Już pierwszy dzień, rozgrywanych w Chorzowie, mistrzostw świata sztafet był bardzo udany dla Biało-Czerwonych. Polscy lekkoatleci wywalczyli w sobotnich finałach złoto i srebro.
Już w pierwszym rozgrywanym finale na bieżni Stadionu Śląskiego polska para zdobyła złoto. Joanna Jóźwik wraz z Patrykiem Dobkiem nie dała szans reszcie stawki przybiegając jako pierwsza do mety, w rywalizacji w sztafecie 2x2x400 metrów. Srebrne medale trafiły do reprezentacji Kenii, a brąz wywalczyli Słoweńcy. W finale wystartowało 6 drużyn.
Przypomnijmy, że Joanna Jóźwik wywalczyli też złote medale na tegorocznych mistrzostwach Europy w Toruniu, tyle że w biegach na 800 metrów.

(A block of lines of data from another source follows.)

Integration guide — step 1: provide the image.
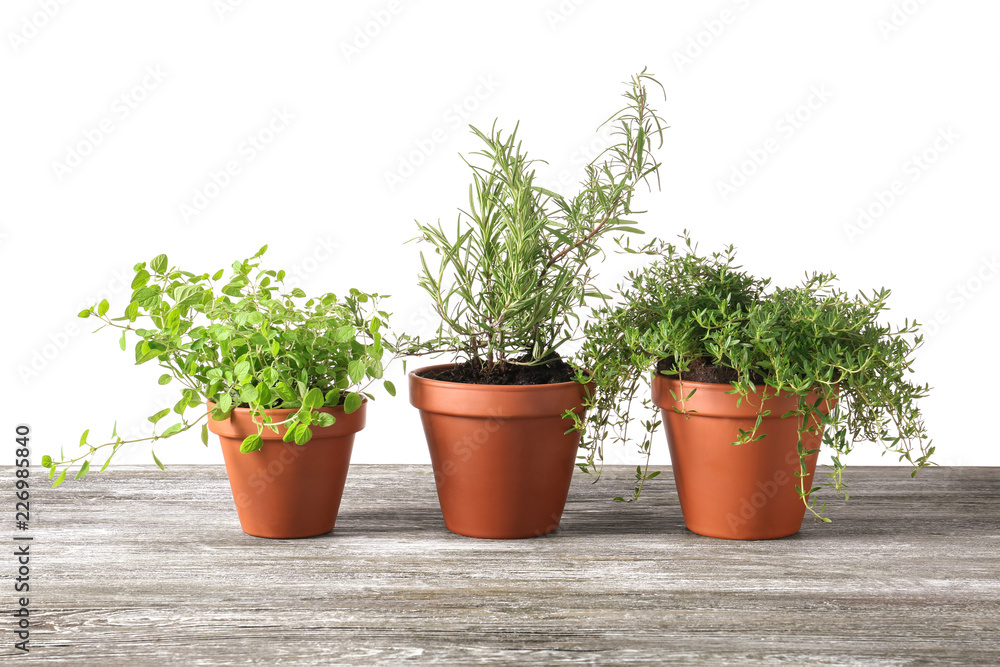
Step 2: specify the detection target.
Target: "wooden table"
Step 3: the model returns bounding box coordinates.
[9,465,1000,665]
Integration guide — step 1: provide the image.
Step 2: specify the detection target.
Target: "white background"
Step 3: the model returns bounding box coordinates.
[0,0,1000,480]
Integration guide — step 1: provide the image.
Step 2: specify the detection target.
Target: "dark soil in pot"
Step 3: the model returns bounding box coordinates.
[419,354,576,385]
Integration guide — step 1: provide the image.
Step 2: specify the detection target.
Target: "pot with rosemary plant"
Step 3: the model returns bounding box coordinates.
[409,71,663,538]
[581,235,934,540]
[42,246,395,538]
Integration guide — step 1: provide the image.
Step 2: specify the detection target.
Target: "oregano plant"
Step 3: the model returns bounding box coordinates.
[42,246,395,486]
[577,233,934,520]
[409,70,665,384]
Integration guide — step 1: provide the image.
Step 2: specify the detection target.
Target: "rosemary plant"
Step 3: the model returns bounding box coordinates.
[409,70,665,384]
[578,233,934,520]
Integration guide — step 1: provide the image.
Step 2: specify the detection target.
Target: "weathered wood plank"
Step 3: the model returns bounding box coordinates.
[0,466,1000,665]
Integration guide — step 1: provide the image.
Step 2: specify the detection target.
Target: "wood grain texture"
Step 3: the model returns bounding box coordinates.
[0,465,1000,665]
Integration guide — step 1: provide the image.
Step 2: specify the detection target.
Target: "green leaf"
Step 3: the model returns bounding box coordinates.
[160,424,184,438]
[240,384,260,405]
[347,359,367,384]
[344,392,362,414]
[315,412,337,427]
[302,387,323,410]
[295,424,312,445]
[240,433,264,454]
[334,324,355,343]
[149,255,167,276]
[132,269,149,289]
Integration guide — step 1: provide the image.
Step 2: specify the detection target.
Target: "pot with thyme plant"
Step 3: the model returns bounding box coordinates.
[581,235,934,540]
[42,246,395,538]
[409,71,663,538]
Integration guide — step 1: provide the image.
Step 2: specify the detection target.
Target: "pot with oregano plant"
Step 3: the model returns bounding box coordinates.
[408,71,664,538]
[42,246,395,538]
[581,234,934,540]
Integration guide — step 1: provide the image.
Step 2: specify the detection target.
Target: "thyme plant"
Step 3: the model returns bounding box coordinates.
[578,233,934,520]
[42,246,395,486]
[410,70,665,383]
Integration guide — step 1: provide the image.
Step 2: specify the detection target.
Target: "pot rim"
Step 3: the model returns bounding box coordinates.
[407,363,590,392]
[205,396,368,446]
[205,394,368,416]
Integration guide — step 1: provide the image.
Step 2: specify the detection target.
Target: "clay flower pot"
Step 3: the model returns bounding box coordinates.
[208,399,368,538]
[410,364,586,539]
[653,373,832,540]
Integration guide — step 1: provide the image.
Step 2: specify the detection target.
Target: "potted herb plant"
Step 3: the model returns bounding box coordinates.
[42,246,395,538]
[581,235,934,539]
[409,71,664,538]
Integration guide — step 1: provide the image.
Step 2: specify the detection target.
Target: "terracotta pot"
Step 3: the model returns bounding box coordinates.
[653,373,832,540]
[410,364,586,539]
[208,399,368,538]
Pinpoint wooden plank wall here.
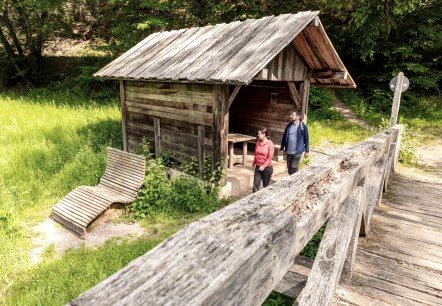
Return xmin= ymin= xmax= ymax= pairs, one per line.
xmin=123 ymin=81 xmax=214 ymax=161
xmin=254 ymin=44 xmax=307 ymax=82
xmin=229 ymin=81 xmax=301 ymax=144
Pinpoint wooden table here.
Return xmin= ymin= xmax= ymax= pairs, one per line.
xmin=227 ymin=133 xmax=257 ymax=168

O wiele łatwiej o medal było w drugim sobotnim finale. Do rywalizacji w płotkarskich sztafetach mieszanych zgłosiły się tylko 3 zespoły. Polacy do mety dobiegli na drugim miejscu z czasem 56.68. Ze srebrnych medali mogli cieszyć się Zuzanna Hulisz, Krzysztof Kiljan, Klaudia Wojtunik i Damian Czykier. Najlepsi w stawce byli Niemcy. Na trzecim miejscu przybiegli Kenijczycy.
Niezwykła radość panowała po ukończeniu biegu eliminacyjnego sztafety 4x100 metrów kobiet. Polki awansowały do finału z drugiego miejsca w składzie Paulina Guzowska, Klaudia Adamek, Katarzyna Sokólska i Pia Skrzyszowska. Warto wspomnieć, że w zespole zabrakło najlepszej polskiej sprinterki, Ewy Swobody. Dla tej drużyny nie walka o medale była jednak najważniejsza, a awans do Igrzysk Olimpijskich w Tokio. Z czasem 43,64 osiągnęły swój cel.
Osłabione "Aniołki Matusińskiego" też awansowały do niedzielnego finału. Polska sztafeta 4x400 kobiet, w składzie Kornelia Lesiewicz, Małgorzata Hołub-Kowalik, Kinga Gacka i Natalia Kaczmarek, uzyskały czas 3:28,11 i nie pozwoliły nikomu się wyprzedzić.
Niestety, sztafetom 4x100 i 4x400 metrów panów nie udało zakwalifikować się do niedzielnych finałów.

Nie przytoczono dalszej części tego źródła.